Brief introduction to the Galeazzi Orthopaedic Institute

The Galeazzi Orthopaedic Institute, I.R.C.C.S., founded in 1963 in Milan, is the first Orthopedic Center in Lombardy, Italy. Meanwhile, it is the In 2001, the center was accredited as Scientific Institute for Research, Hospitalization and Health Care by Italian Health Administration (I.R.C.C.S.).

 

The hospital has developed into a multidisciplinary center that possesses more than 35000 square meters, 364 beds for emergency care, 14 operating rooms and multiple outpatient clinics. The center has 20 different functional units dedicated to orthopaedics, trauma and joint replacement. The center has been known as the largest orthopaedic hospital in Lombardy since 2001, for having 3300 spinal fusion surgeries and 1000 spinal fixation operations every year. Certified by the National Health System (NHS) as the center of excellence in clinical biomedical research, pre-clinical research and teaching activities, the Galeazzi Orthopaedic Institute, I.R.C.C.S. is the medical teaching cooperation base of the University of Milan. The Institute has joined the San Donato Hospital Group in 2000 and, it has since then extended its medical and surgical specialties (in addition to orthopaedic) to include Maxillofacial Surgery, Rheumatology, Plastic Surgery, Physical Medicine, and Neurosurgery, as well as Outpatient Neurology, Cardiology, Endocrinology, Otorhinolaryngology, Dentistry, Vascular Surgery and Dermatology.
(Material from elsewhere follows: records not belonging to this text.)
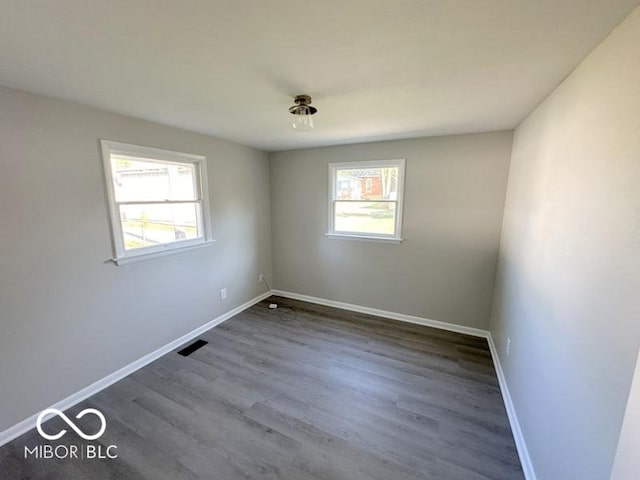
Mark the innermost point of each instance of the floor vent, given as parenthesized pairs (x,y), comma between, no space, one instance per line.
(185,352)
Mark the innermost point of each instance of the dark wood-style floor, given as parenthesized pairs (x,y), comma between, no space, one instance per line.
(302,392)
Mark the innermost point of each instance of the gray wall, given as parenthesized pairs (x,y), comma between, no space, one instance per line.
(627,462)
(444,270)
(67,316)
(568,288)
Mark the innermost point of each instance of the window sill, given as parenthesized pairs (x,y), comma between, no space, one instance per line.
(364,238)
(161,253)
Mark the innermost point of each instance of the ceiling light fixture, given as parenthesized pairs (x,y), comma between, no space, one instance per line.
(302,112)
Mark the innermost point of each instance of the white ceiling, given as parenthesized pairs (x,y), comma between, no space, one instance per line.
(376,69)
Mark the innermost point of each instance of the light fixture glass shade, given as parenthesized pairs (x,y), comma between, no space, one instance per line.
(302,118)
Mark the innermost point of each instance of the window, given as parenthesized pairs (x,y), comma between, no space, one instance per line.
(158,200)
(365,200)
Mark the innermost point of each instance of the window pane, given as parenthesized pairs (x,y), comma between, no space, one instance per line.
(145,225)
(138,180)
(367,184)
(365,217)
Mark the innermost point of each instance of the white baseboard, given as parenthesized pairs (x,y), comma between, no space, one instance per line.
(521,446)
(452,327)
(29,423)
(523,452)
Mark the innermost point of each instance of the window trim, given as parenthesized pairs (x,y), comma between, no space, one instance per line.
(333,167)
(123,256)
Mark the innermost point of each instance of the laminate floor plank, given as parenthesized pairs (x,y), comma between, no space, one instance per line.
(302,392)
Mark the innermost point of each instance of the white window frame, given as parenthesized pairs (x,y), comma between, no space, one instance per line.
(121,255)
(334,167)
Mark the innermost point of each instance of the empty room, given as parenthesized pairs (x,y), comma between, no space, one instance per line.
(331,240)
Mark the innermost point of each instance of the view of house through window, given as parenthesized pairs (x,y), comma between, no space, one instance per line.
(366,198)
(156,198)
(173,185)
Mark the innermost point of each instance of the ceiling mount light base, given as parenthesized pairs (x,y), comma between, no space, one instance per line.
(302,110)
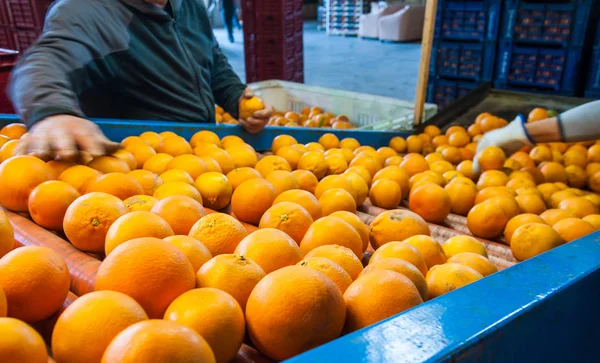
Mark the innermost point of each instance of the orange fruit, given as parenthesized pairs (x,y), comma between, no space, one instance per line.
(337,199)
(237,275)
(302,292)
(239,175)
(271,163)
(218,319)
(486,220)
(570,229)
(303,198)
(92,321)
(151,138)
(431,202)
(21,343)
(251,199)
(532,239)
(169,189)
(48,203)
(179,212)
(270,248)
(147,180)
(47,277)
(88,219)
(205,136)
(442,279)
(18,177)
(414,164)
(141,152)
(145,342)
(288,217)
(430,249)
(319,234)
(378,295)
(396,225)
(150,270)
(127,227)
(157,163)
(174,146)
(475,261)
(215,189)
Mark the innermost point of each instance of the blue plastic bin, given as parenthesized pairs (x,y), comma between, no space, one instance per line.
(563,24)
(539,68)
(470,20)
(462,60)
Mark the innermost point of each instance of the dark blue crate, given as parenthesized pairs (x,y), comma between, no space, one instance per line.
(462,60)
(470,20)
(547,23)
(542,68)
(444,92)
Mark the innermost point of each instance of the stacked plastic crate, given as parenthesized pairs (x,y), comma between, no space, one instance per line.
(545,46)
(273,41)
(343,16)
(464,48)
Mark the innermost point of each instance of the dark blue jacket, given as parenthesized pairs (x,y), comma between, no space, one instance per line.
(125,59)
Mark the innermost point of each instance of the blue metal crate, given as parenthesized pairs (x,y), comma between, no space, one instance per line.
(444,92)
(471,20)
(462,60)
(543,68)
(559,24)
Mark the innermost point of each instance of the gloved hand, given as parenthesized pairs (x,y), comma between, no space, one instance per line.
(259,119)
(510,138)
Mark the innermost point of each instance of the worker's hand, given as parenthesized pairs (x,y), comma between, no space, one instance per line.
(510,138)
(259,118)
(62,137)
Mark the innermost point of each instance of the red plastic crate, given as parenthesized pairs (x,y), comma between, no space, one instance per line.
(27,14)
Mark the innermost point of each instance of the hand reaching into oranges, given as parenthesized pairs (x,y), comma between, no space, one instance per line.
(254,114)
(63,137)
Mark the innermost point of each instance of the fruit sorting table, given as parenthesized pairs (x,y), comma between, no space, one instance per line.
(541,309)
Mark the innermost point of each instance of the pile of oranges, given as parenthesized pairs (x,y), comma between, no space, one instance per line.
(173,268)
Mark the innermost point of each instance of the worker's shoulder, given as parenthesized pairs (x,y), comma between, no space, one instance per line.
(87,12)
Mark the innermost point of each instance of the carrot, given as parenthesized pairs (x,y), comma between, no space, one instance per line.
(82,267)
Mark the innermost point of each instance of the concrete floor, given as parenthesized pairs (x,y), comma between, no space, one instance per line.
(348,63)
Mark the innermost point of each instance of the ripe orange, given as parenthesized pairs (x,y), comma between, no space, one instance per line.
(378,295)
(48,203)
(145,342)
(21,343)
(147,180)
(219,232)
(288,217)
(571,229)
(120,185)
(448,277)
(93,321)
(237,275)
(251,199)
(169,189)
(150,270)
(18,177)
(46,287)
(157,163)
(218,318)
(215,189)
(319,234)
(487,220)
(127,228)
(302,292)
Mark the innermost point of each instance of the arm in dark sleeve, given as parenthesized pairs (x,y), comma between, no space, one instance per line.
(42,83)
(226,86)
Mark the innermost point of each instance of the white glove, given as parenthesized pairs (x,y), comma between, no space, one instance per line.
(510,138)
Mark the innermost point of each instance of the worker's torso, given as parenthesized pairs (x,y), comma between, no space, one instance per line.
(163,74)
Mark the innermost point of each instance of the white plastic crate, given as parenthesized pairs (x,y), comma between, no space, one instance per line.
(367,112)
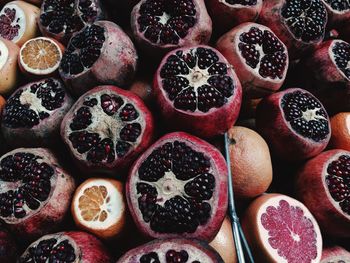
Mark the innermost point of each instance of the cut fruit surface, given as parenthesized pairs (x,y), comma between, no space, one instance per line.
(281,229)
(98,207)
(40,56)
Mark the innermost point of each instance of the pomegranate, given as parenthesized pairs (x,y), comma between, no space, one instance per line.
(8,247)
(323,185)
(66,247)
(227,14)
(281,229)
(160,26)
(35,192)
(335,255)
(299,24)
(258,56)
(100,53)
(178,187)
(33,114)
(198,91)
(60,19)
(338,11)
(106,129)
(18,21)
(172,250)
(294,123)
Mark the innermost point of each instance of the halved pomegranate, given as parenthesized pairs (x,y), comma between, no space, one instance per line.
(171,251)
(300,24)
(100,53)
(281,229)
(178,187)
(258,56)
(59,19)
(35,192)
(66,247)
(227,14)
(33,114)
(160,26)
(294,123)
(323,185)
(198,91)
(335,255)
(106,129)
(338,11)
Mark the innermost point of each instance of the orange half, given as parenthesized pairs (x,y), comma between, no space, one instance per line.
(40,56)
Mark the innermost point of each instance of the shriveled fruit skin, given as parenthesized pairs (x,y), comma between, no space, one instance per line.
(18,131)
(272,125)
(50,216)
(8,247)
(271,16)
(253,83)
(119,165)
(116,64)
(312,190)
(82,247)
(208,229)
(335,254)
(227,15)
(214,122)
(200,33)
(170,250)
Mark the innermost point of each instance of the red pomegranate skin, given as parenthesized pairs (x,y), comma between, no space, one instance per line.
(216,121)
(116,65)
(311,190)
(124,163)
(8,247)
(209,230)
(282,139)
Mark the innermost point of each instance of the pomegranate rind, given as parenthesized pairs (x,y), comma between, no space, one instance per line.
(54,209)
(87,247)
(254,85)
(198,34)
(258,237)
(226,16)
(46,132)
(313,191)
(220,195)
(272,125)
(204,252)
(8,66)
(335,254)
(118,166)
(214,122)
(116,65)
(98,228)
The institute takes the health and well-being of patients as the first priority, promising to support patients’ right of being treated and taken care of most properly with enthusiasm and determination through series of activities and work to maintain its characteristics of excellence and efficiency in the name of health.

 

The institute is certified in accordance with UNI EN ISO 9001 for management of health care and scientific research. It had been a member of international orthopedic central association, and certified as one of the most excellent institutions for research in the fields of orthopaedics by 16 countries and 19 institutions, ranking the first of having largest number of knee joint prosthesis in Italy in 2013.